The Copper Age was longer.
And of course the much ignored Nickel Age has the benefit of being named after a metal that is rarely used as a weapon.
More relevant, was there any obvious preference to stabbing or slashing with bronze weapons? How well does bronze slash through various linens and hide-type armor?
Canada still has 5 cent nickels although we don’t need them to keep the mines open between orders for battleship plate from London.
“How were bronze swords used” is one of those things people have been arguing about since the 18th century (apparently some Swedish professors spent the war years arguing back and forth). Kate Anderson and some other people from Barry Molloy‘s group in Ireland have good papers on European Bronze Age weapons. The alloys which were used for weapons have pretty similar properties to un-heat-treated medium-carbon steel, and the average sword used in combat over the past 4000 years had properties more like low-carbon steel and was in the range of sizes that we see in the latest bronze swords. So proper bronze (either the European 90% Cu 10% Sn alloy or the Chinese alloy with about 20% tin and some lead to help it flow) might not be the ideal material but its more than good enough to do the job!

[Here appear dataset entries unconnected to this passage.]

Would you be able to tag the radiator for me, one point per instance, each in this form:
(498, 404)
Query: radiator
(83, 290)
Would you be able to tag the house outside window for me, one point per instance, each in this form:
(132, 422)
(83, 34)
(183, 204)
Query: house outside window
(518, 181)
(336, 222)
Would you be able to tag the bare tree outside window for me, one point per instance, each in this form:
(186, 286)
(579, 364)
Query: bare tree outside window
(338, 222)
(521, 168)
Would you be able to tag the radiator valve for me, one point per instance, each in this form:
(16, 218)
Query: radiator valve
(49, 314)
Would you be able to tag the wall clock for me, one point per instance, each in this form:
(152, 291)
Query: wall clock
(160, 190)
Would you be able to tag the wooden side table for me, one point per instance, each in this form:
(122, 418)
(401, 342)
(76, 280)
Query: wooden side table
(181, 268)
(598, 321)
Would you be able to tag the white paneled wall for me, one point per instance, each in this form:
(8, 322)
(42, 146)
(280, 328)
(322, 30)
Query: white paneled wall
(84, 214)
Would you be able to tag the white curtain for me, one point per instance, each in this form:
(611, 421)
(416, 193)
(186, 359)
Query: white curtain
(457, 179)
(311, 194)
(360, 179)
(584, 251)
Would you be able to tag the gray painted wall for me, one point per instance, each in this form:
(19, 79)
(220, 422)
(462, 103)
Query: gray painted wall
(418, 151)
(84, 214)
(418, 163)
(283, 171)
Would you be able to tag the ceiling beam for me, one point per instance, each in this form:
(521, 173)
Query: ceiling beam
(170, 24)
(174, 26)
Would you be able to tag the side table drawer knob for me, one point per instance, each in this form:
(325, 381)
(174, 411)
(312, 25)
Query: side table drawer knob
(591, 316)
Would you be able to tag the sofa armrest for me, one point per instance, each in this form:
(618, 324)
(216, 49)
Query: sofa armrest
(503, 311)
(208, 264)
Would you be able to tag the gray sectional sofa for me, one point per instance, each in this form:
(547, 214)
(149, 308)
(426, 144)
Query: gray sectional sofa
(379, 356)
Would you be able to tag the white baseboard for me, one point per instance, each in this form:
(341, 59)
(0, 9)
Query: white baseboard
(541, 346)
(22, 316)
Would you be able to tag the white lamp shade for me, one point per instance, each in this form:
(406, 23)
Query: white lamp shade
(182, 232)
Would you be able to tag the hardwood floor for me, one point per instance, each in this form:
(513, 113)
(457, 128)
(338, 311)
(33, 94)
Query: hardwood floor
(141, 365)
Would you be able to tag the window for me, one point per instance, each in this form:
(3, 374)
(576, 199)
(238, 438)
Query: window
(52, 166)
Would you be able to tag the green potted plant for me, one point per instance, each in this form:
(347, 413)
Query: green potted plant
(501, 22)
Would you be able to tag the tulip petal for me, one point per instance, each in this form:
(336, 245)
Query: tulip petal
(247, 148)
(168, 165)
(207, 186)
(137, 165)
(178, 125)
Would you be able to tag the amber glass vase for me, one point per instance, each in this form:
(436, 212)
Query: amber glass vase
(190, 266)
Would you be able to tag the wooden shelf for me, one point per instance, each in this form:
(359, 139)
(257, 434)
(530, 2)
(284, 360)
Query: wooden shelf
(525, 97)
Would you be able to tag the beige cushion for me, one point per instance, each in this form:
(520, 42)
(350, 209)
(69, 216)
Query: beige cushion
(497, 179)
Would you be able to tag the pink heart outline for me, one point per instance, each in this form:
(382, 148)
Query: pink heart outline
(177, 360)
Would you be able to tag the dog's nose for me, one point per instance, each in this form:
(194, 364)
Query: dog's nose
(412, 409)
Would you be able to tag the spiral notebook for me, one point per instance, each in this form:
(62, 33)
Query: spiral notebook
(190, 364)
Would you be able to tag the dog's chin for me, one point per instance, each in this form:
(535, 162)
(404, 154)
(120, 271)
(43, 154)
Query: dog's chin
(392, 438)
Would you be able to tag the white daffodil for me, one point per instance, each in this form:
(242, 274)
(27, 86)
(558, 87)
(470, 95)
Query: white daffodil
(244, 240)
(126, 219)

Just like around the time we got really good at making steel, we switched most of our everyday blades from carbon to stainless steel. Stainless is hard to sharpen and brittle but its resistant to rust and it does the job.
I did find this.
https://link.springer.com/article/10.1007/s10816-020-09451-0
Sword-wielding scientists show how ancient fighting techniques spread across Bronze Age Europe By Andrew CurryApr. 17, 2020 , 1:35 PM
Yes, that is the piece by Hermann et al. which I talk about in this post. I am glad they had success publicizing their research!

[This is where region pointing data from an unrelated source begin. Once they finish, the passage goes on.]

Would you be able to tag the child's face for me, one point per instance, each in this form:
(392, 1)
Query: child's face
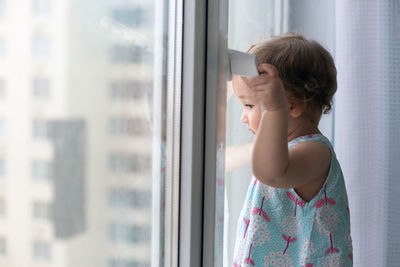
(251, 109)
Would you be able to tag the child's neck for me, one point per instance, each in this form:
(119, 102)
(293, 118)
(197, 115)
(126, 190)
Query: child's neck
(300, 126)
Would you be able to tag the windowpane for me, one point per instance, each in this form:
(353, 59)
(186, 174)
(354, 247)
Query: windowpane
(41, 250)
(42, 8)
(41, 88)
(40, 48)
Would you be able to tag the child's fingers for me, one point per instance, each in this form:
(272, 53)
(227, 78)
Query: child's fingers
(268, 69)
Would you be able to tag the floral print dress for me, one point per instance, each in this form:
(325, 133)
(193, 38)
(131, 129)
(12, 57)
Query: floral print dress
(277, 228)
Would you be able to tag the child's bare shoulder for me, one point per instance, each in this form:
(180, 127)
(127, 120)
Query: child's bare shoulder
(314, 157)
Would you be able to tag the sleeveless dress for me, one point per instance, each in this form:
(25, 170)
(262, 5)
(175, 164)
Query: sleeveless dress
(277, 228)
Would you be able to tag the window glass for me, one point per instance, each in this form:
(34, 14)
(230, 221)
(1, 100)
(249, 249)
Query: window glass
(258, 22)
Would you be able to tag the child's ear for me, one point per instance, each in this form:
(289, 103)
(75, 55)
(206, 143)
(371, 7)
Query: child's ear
(296, 108)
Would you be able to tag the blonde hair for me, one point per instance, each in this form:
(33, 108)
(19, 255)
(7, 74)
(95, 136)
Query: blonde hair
(306, 69)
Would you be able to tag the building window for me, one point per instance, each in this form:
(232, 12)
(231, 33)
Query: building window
(42, 8)
(41, 88)
(41, 250)
(118, 262)
(40, 129)
(2, 207)
(41, 48)
(124, 54)
(129, 198)
(131, 16)
(3, 246)
(125, 233)
(123, 162)
(42, 210)
(126, 90)
(129, 126)
(42, 170)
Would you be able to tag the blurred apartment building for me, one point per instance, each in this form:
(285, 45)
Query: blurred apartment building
(75, 139)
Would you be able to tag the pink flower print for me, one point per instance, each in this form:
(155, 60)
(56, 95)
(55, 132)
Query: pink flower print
(247, 222)
(267, 191)
(333, 260)
(248, 260)
(240, 249)
(288, 240)
(290, 225)
(259, 234)
(260, 211)
(331, 249)
(291, 228)
(296, 201)
(351, 256)
(326, 200)
(306, 251)
(348, 241)
(327, 220)
(278, 259)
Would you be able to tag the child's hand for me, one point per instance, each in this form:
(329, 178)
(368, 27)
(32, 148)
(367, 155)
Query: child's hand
(268, 89)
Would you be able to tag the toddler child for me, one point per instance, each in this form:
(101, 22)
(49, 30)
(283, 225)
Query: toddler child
(296, 210)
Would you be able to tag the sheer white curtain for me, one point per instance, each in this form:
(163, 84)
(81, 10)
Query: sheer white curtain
(367, 124)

One of the troubles understanding how bronze swords were used has been that something like this British dirk would not be used like one of the last bronze swords which are the size and general shape of many of the ‘Celtic’ longswords! There were probably many different fighting styles across Bronze Age Europe or China, just like in Southeast Asia in the early 20th century.
I think some people in Ireland experimented with the more diminutive, earlier swords but I can’t find that paper.